Ferenczi oscille durant une grande partie de sa vie entre deux relations amoureuses entre lesquelles il n'arrive pas à choisir : Gizella Pálos et sa fille Elma. Il est engagé dans une relation avec Gizella Pálos, qui appartenait au cercle relationnel de la famille Ferenczi à Miskolc alors qu'il était un enfant et qu'elle était jeune mariée. Leur rencontre à l'âge adulte de Ferenczi date de 1909. Ferenczi a 36 ans et est célibataire, Gizella quant à elle, alors âgée de 44 ans, est mariée et mère de deux filles, Elma, âgée de 22 ans, et Magda, 20 ans, qui épouse Lajos, un frère cadet de Ferenczi cette année-là. Ferenczi et Gizella Pálos entament une relation amoureuse, et en 1910, le couple, rend visite à Freud à Vienne, accompagné d'Elma que Ferenczi psychanalyse, puis qu'il envoie se faire psychanalyser par Freud en janvier 1912. Elma revient à Budapest six mois plus tard et Ferenczi la reprend en analyse. Sigmund Freud pour sa part est très actif dans les élaborations de cette relation, il accepte d'analyser Elma, et conseille à Ferenczi d'épouser Gizella, ce que celui-ci ne cessera de lui reprocher. Ferenczi prend la décision d'épouser Gizella en 1917, celle-ci acceptant de se marier avec lui en 1919, après son divorce, non sans avoir sollicité auparavant l'accord d'Elma. Ferenczi analyse son transfert négatif à l'égard de Freud, qui l'a poussé à renoncer à l'union avec la femme jeune, Elma, qui aurait pu lui permettre d'avoir des enfants pour une union raisonnable avec Gizella, au bénéfice de l'« accueil compréhensif » que lui procure celle-ci.

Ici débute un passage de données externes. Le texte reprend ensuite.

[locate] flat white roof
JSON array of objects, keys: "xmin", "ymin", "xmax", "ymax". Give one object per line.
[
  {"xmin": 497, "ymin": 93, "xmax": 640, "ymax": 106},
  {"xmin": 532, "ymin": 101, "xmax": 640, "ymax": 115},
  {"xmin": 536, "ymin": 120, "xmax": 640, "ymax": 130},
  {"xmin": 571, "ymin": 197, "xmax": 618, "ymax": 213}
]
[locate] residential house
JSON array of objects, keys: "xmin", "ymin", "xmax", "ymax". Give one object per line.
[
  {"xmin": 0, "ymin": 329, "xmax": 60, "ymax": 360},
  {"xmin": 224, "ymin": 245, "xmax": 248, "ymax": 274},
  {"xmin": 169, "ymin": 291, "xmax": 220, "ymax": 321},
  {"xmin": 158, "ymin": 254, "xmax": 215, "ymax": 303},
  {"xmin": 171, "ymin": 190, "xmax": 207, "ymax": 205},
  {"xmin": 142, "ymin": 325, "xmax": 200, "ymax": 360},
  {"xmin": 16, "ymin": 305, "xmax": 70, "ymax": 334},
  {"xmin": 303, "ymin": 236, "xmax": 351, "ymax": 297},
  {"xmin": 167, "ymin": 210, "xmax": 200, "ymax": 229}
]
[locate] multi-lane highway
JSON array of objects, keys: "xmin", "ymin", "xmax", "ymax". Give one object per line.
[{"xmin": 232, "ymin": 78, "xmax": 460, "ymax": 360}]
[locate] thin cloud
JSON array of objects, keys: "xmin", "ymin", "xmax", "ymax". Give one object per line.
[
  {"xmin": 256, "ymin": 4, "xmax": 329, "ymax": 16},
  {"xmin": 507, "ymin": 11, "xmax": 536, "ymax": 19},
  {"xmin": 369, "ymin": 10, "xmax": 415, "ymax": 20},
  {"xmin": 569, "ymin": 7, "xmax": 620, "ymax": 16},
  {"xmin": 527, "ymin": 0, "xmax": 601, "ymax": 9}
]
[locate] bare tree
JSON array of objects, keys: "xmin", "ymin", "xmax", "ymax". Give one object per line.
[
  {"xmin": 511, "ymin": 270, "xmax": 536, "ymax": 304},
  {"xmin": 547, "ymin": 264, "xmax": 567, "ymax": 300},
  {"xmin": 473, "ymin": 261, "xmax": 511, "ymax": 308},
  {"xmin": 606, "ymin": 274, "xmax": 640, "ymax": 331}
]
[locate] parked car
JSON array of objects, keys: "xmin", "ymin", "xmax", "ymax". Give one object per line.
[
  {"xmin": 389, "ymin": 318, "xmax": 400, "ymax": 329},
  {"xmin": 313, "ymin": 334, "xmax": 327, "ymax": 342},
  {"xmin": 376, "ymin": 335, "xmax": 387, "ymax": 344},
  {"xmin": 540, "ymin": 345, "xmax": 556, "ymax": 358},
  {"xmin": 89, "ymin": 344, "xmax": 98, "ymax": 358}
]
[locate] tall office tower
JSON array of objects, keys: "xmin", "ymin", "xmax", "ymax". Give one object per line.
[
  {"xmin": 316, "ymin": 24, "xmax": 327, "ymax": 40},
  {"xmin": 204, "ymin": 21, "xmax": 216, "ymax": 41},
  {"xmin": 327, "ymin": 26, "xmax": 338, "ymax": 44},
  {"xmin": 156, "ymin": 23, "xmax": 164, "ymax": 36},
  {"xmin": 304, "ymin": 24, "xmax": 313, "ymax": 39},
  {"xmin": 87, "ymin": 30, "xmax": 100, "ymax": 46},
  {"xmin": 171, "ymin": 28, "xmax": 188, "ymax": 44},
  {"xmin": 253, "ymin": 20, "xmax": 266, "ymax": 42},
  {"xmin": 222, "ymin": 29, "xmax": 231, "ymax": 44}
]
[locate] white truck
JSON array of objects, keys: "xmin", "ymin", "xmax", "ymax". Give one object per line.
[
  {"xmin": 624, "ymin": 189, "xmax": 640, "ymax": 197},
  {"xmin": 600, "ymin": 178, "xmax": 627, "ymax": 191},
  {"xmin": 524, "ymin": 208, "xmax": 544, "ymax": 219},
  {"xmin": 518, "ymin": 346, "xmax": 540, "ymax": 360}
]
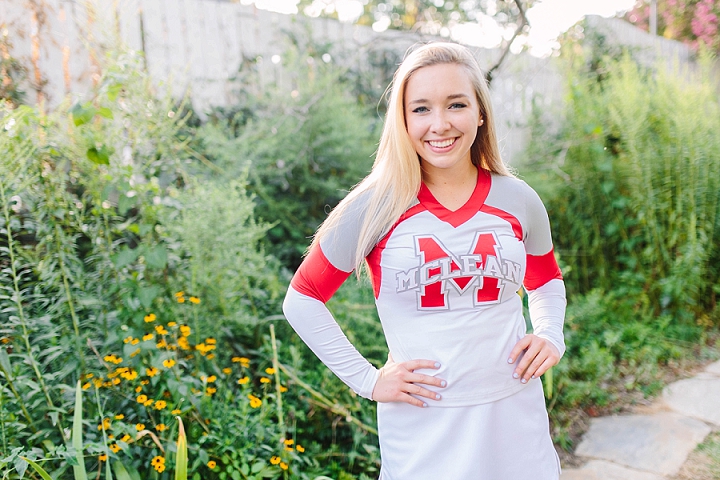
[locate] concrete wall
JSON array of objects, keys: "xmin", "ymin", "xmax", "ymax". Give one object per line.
[{"xmin": 0, "ymin": 0, "xmax": 690, "ymax": 163}]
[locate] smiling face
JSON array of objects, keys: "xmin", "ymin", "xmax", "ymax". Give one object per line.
[{"xmin": 404, "ymin": 63, "xmax": 483, "ymax": 175}]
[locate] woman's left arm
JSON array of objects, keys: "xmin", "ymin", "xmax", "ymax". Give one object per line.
[{"xmin": 508, "ymin": 187, "xmax": 566, "ymax": 383}]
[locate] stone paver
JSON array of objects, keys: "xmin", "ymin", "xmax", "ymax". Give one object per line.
[
  {"xmin": 705, "ymin": 361, "xmax": 720, "ymax": 375},
  {"xmin": 563, "ymin": 412, "xmax": 710, "ymax": 480},
  {"xmin": 560, "ymin": 460, "xmax": 665, "ymax": 480},
  {"xmin": 663, "ymin": 376, "xmax": 720, "ymax": 426}
]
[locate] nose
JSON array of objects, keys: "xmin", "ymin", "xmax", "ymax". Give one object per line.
[{"xmin": 430, "ymin": 110, "xmax": 450, "ymax": 133}]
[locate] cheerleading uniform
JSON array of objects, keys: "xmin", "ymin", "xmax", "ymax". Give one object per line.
[{"xmin": 283, "ymin": 170, "xmax": 565, "ymax": 480}]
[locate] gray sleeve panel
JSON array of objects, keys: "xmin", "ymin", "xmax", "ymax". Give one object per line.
[
  {"xmin": 320, "ymin": 191, "xmax": 370, "ymax": 272},
  {"xmin": 485, "ymin": 174, "xmax": 552, "ymax": 255},
  {"xmin": 320, "ymin": 190, "xmax": 418, "ymax": 272}
]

Création de l'Association psychanalytique hongroise
Sándor Ferenczi crée en 1913 une association hongroise de psychanalyse. Le bureau comprend István Hollós, Lajos Lévy, Sándor Radó, Hugo Ignotus (en) et Anton von Freund. La rupture entre Freud et Carl Jung, « fils aîné » est consommée en 1913. Jung démissionne de la présidence de l'Association psychanalytique internationale la même année, et Karl Abraham le remplace.
Lorsque Ernest Jones décide de faire une analyse didactique, c'est à Budapest qu'il la fait, avec Ferenczi, en juin et juillet 1913. Lou Andreas-Salomé fait, elle aussi, le voyage de Budapest pour faire la connaissance de Ferenczi.
Sándor Ferenczi est d'abord affecté comme médecin-auxiliaire dans l'armée territoriale en juillet 1914, son âge lui évitant d'être envoyé au front, puis il est mobilisé et incorporé en tant que médecin militaire dans la cavalerie, à Pápa en fin d'année. Il traite des névroses de guerre. Il travaille à un ouvrage qui sera publié sous le titre de Thalassa en 1924. Il est muté à l'hôpital Maria-Valéria de Budapest en 1916, chargé d'un service de neurologie traitant les névroses de guerre, thème sur lequel il donne une conférence devant les médecins de l'hôpital, publiée dans Zeitschrift, dans laquelle il envisage une origine traumatique aux névroses de guerre. Il reprend également son travail de médecin conseil ainsi que l'exercice psychanalytique en cabinet privé. Il obtient une permission mi-juin 1916 qui lui permet de se rendre à Vienne pour faire une analyse de trois semaines avec Freud, à raison de deux séances par jour, puis une troisième analyse de deux semaines à raison de trois heures par jour. La correspondance publiée des deux hommes permet d'en reconstituer des éléments.